第八話 鞘当て

「ネシア隊通信途絶! ストライカー隊の損耗五割を超えました!」


「レファーソンより自航不能との報告! 隊列から落伍していきます!」


「馬鹿野郎! たった一機にどれだけの醜態をさらせば気が済むのだ! 火力を集中しろ!」


 ノレド帝国第七機動艦隊の旗艦、"プロシア"の艦橋は阿鼻叫喚の様相を呈していた。航空参謀が額に青筋を浮かべて叫び、通信主が次々と耳をふさぎたくなるような報告を上げる。

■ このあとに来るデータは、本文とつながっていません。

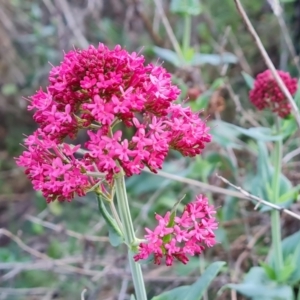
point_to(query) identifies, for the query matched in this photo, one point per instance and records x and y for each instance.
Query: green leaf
(297, 95)
(198, 288)
(55, 208)
(291, 254)
(258, 286)
(175, 294)
(213, 59)
(249, 80)
(114, 232)
(190, 7)
(287, 1)
(289, 126)
(261, 184)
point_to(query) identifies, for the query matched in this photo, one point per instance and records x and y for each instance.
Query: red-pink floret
(185, 235)
(92, 90)
(267, 94)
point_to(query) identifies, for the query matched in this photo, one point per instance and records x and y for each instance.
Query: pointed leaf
(114, 232)
(190, 7)
(198, 288)
(249, 80)
(175, 294)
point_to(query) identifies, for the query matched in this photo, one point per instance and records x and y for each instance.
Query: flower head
(93, 90)
(267, 94)
(181, 236)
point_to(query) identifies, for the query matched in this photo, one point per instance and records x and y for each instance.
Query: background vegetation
(55, 251)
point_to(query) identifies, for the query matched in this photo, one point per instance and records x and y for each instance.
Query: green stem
(129, 236)
(275, 214)
(186, 34)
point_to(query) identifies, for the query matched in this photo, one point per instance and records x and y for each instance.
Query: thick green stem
(275, 214)
(129, 236)
(186, 34)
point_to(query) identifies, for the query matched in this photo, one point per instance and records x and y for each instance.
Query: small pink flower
(188, 235)
(91, 91)
(267, 94)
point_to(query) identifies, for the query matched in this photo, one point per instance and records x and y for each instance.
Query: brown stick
(268, 61)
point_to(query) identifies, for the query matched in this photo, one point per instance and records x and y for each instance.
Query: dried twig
(59, 228)
(72, 23)
(277, 10)
(268, 61)
(259, 200)
(169, 29)
(148, 25)
(83, 293)
(202, 185)
(244, 255)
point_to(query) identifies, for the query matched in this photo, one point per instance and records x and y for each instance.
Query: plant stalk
(129, 236)
(186, 34)
(275, 214)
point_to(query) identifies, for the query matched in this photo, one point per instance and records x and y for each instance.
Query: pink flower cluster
(94, 90)
(267, 94)
(178, 237)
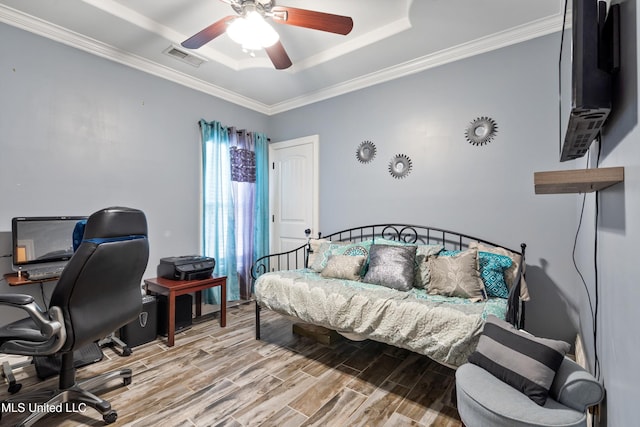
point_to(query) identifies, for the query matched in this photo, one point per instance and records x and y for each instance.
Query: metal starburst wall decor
(481, 131)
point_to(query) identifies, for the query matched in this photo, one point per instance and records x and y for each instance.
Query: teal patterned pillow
(492, 268)
(338, 248)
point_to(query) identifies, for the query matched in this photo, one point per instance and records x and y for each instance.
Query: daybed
(421, 288)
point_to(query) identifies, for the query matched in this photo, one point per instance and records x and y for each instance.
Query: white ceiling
(390, 39)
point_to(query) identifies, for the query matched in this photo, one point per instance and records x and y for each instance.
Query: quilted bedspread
(446, 329)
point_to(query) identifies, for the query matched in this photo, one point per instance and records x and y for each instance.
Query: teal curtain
(218, 226)
(235, 205)
(261, 232)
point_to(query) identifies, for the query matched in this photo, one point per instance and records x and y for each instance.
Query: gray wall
(486, 191)
(79, 133)
(617, 293)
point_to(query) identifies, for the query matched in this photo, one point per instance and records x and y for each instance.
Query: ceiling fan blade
(312, 19)
(211, 32)
(278, 56)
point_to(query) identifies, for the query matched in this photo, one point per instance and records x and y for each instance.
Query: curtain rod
(238, 131)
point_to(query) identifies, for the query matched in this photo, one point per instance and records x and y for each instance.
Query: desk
(13, 279)
(173, 288)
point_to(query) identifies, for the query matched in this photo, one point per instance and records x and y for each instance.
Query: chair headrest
(116, 222)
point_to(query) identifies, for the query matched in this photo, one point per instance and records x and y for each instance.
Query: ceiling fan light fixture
(252, 32)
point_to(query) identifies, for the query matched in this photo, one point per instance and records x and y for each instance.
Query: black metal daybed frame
(298, 258)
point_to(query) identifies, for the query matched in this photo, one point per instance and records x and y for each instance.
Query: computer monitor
(42, 241)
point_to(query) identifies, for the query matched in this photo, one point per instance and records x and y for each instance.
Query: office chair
(97, 293)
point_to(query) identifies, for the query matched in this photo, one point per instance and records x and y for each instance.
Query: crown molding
(496, 41)
(62, 35)
(54, 32)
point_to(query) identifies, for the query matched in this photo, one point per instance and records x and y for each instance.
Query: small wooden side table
(173, 288)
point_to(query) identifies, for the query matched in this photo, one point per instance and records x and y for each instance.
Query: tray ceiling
(390, 39)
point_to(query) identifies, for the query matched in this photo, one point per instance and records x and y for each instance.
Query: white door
(293, 191)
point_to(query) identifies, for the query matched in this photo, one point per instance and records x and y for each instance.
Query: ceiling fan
(250, 22)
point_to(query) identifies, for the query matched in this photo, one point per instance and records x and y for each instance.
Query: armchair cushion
(525, 362)
(484, 400)
(576, 388)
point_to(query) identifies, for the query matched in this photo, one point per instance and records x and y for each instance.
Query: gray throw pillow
(525, 362)
(391, 266)
(344, 267)
(456, 276)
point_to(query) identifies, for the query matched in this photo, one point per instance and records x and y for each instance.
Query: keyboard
(43, 273)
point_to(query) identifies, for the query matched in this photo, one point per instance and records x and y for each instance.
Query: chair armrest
(16, 299)
(575, 387)
(47, 339)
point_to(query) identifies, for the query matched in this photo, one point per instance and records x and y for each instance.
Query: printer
(188, 267)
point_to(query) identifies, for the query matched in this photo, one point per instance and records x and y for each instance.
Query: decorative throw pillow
(492, 269)
(423, 274)
(421, 278)
(456, 275)
(391, 266)
(510, 275)
(344, 267)
(338, 248)
(523, 361)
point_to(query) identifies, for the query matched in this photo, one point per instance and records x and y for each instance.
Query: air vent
(184, 56)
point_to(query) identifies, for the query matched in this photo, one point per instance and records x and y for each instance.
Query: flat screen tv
(588, 57)
(42, 241)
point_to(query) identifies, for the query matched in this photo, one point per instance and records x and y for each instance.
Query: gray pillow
(525, 362)
(391, 266)
(344, 267)
(456, 276)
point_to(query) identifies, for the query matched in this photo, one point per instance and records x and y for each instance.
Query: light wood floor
(224, 377)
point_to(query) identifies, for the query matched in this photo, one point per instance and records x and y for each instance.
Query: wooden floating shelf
(577, 181)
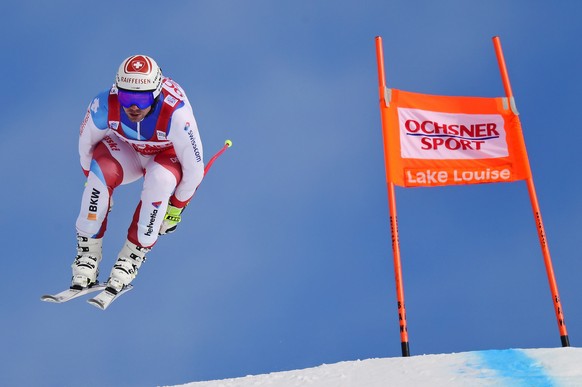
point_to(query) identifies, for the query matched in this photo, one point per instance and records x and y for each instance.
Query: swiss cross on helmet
(139, 73)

 そんな中、艦隊司令でありノレド帝国の第十三帝姫ヴァレンティナ・トゥス・アーガレインが静かに司令席から立ちあがった。

 

「これが"凶星"か。なるほど、噂は誇大ではなかったらしい」


 一個艦隊がたった一機のストライカーに手玉に取られるという異常事態にも関わらず、その顔には心底愉快そうなが浮かんでいる。

 

「殿下……?」


 眼鏡をかけた参謀が、いぶかしげな表情で聞く。

 

「この窮地を脱する妙案を思いついた」


 カールのかかった豊かな金髪をかき上げ、堂々と言い放つヴァレンティナに、参謀が血相を変えた。

 

「まさか……いけません! 殿下!」


「一騎打ちだ! わたしが愛馬を用意せよ!」


「駄目です、殿下! それはなりません! 殿下! 殿下ぁ!」


 それから数分後。いまだ敵ストライカーと激烈な宇宙戦を演じていた"グラディウス改"のコックピットで、シュレーアが不審の声を上げた。

 

「敵が……退いていく?」


 あれほど熾烈な攻撃を仕掛けてきていた敵ストライカー部隊が、まるで潮が引くように後方へと下がっていく。対空砲火もすっかり停止し、"グラディウス改"は完全にフリーな状態になっていた。

 

「チャンスですが……あまりに不自然ですね。戦域からいったん離れた方が良いのでは」


「いや……何か来るっぽいですよ」


 そう言って輝星が漆黒の宇宙に浮かぶ真紅の巨大戦艦を指さす。シュレーアがそちらに目をやると、一機のストライカーがカタパルトデッキから射出された。その機体はスラスターを焚きながらこちらに接近してくる。だが、被ロックオンを知らせる警告音は鳴らない。

 

「かの高名な傭兵、"凶星"殿とお見受けする! 提案がある、いったん矛を収めてもらえないか」


 公開回線オープン・チャンネルによる呼びかけが、スピーカーから聞こえた。その言葉の意味を脳内で咀嚼するより早く、シュレーアは頭をハンマーで殴られたような精神的衝撃を感じる。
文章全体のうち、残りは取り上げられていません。